The Nichi Bei Times (日米タイムズ, Nichi Bei Taimuzu) is a Japanese American news agency operated by the Nichi Bei Foundation and headquartered in San Francisco. As of 2009 it was the oldest Japanese American newspaper in Northern California.

Historically the Nichi Bei Times was a daily bilingual English-Japanese newspaper, while from 2006 to 2009 it was published four times weekly, with Japanese editions on Tuesdays, Thursdays, and Saturdays and English editions on Thursdays. On September 30, 2009, the newspaper stopped publication. Despite the end of the printed newspaper Nichi Bei Foundation continues to publish news digitally on its website.

==History==
In 1899 Kyutaro Abiko (我孫子 久太郎, Abiko Kyūtarō), a newspaper seller, established the Nichi Bei Shimbun (日米新聞, Nichi Bei Shinbun). The Nichi Bei Foundation said that Kyutaro Abiko was "known to historians as the most influential Japanese immigrant to America," and that the newspaper was "the most influential Japanese American newspaper in the country prior to World War II." The daily circulation peaked at 25,000 during the 1920s, and although it had dropped to 9,400 by 1941 the Nichi Bei remained more or less even with its competitors. After Abiko's death in 1936, his wife Yonako took over the business, and in 1939 the Nichi Bei building and equipment were destroyed in a fire. The company acquired a new location in 1940 but ceased operations less than two years later, when the newspaper was forced to close and the staff sent to World War II internment camps in April 1942.

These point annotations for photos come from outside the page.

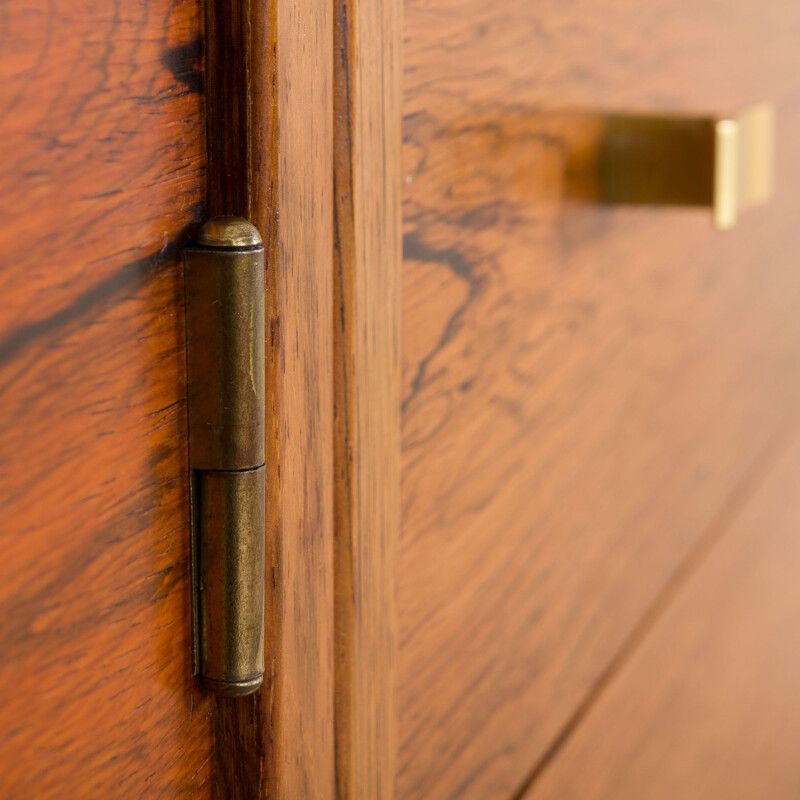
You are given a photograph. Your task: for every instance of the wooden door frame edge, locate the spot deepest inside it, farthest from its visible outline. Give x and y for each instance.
(367, 261)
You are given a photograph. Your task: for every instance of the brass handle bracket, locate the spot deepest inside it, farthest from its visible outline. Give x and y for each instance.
(224, 282)
(725, 163)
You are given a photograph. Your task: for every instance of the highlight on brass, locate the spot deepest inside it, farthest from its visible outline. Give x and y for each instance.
(224, 279)
(724, 163)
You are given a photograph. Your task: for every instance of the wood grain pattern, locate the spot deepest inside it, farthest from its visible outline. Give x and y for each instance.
(583, 388)
(101, 182)
(367, 260)
(709, 704)
(271, 145)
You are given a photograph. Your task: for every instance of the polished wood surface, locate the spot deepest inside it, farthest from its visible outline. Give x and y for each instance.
(583, 388)
(367, 262)
(275, 129)
(101, 181)
(709, 703)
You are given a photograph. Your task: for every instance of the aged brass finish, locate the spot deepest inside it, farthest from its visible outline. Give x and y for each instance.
(224, 279)
(723, 163)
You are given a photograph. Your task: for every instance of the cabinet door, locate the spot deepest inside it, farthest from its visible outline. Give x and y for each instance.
(101, 180)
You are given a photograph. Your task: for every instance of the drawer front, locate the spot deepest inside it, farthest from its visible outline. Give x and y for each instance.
(584, 387)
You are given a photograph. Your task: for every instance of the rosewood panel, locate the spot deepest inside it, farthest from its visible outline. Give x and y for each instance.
(709, 704)
(583, 388)
(101, 180)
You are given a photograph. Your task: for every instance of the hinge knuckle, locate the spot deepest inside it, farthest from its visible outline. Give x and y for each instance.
(225, 339)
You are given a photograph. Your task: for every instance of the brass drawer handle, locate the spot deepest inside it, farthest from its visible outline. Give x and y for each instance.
(724, 163)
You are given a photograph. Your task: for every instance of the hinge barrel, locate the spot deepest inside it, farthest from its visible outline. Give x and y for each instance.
(224, 279)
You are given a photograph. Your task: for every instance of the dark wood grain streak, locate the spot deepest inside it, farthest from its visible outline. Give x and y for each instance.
(367, 262)
(271, 139)
(102, 181)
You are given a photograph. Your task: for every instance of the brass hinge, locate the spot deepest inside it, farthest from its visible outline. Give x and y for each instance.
(224, 277)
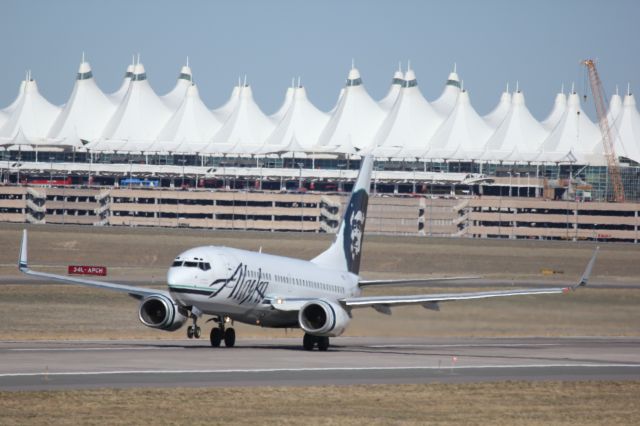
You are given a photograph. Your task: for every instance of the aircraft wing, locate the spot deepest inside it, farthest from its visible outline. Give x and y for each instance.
(412, 281)
(431, 301)
(137, 292)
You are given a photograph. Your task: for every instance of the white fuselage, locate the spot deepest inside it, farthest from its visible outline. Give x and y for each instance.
(243, 284)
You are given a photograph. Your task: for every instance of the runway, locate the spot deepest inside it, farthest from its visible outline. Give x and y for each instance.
(47, 365)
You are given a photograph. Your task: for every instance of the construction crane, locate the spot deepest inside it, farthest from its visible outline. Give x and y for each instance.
(607, 142)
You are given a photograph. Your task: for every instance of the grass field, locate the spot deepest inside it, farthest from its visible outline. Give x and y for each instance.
(55, 311)
(509, 403)
(46, 311)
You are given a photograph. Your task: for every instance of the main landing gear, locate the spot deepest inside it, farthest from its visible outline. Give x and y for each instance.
(220, 333)
(310, 341)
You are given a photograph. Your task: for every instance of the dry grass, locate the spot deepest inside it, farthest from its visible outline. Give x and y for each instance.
(521, 403)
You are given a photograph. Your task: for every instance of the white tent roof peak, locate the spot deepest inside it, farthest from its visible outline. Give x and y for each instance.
(498, 114)
(300, 127)
(117, 96)
(625, 131)
(574, 133)
(559, 106)
(518, 137)
(225, 110)
(462, 135)
(174, 98)
(190, 128)
(288, 97)
(354, 121)
(629, 100)
(84, 68)
(140, 116)
(397, 82)
(409, 126)
(410, 76)
(33, 115)
(354, 79)
(246, 129)
(86, 113)
(447, 100)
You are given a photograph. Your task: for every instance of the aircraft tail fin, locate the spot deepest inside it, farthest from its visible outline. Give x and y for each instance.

After World War II several employees of the Nichi Bei Shimbun founded the Nichi Bei Times, with William Yasuo Abiko, the son of Kyutaro and Yonako, heading the new business. The first issue was published on May 18, 1946. The Nichi Bei Times asked for donations to rebuild post-war Japan. Justine Koo Drennan of New America Media said "Since then, the paper has consistently covered hate crimes and other news important to Japanese Americans that the mainstream media has neglected." In 1998 Kenji G. Taguma, who by 2009 was the Nichi Bei Times vice president and editor of the English version, wrote a story that contributed to the gain of redress for families of miners and railroad workers who had been fired from their jobs after the Japanese military had attacked Pearl Harbor in 1941; the U.S. federal government had not included them in a 1988 redress act.

===Decline and closure===
In 2006, in order to revive the newspaper's circulation, Taguma reduced subscription prices and rearranged the publishing days. The paper was published in Japanese on Tuesdays, Thursdays, and Saturdays and an English weekly version was published on Thursdays. From 2006 newspaper revenues continued to fall.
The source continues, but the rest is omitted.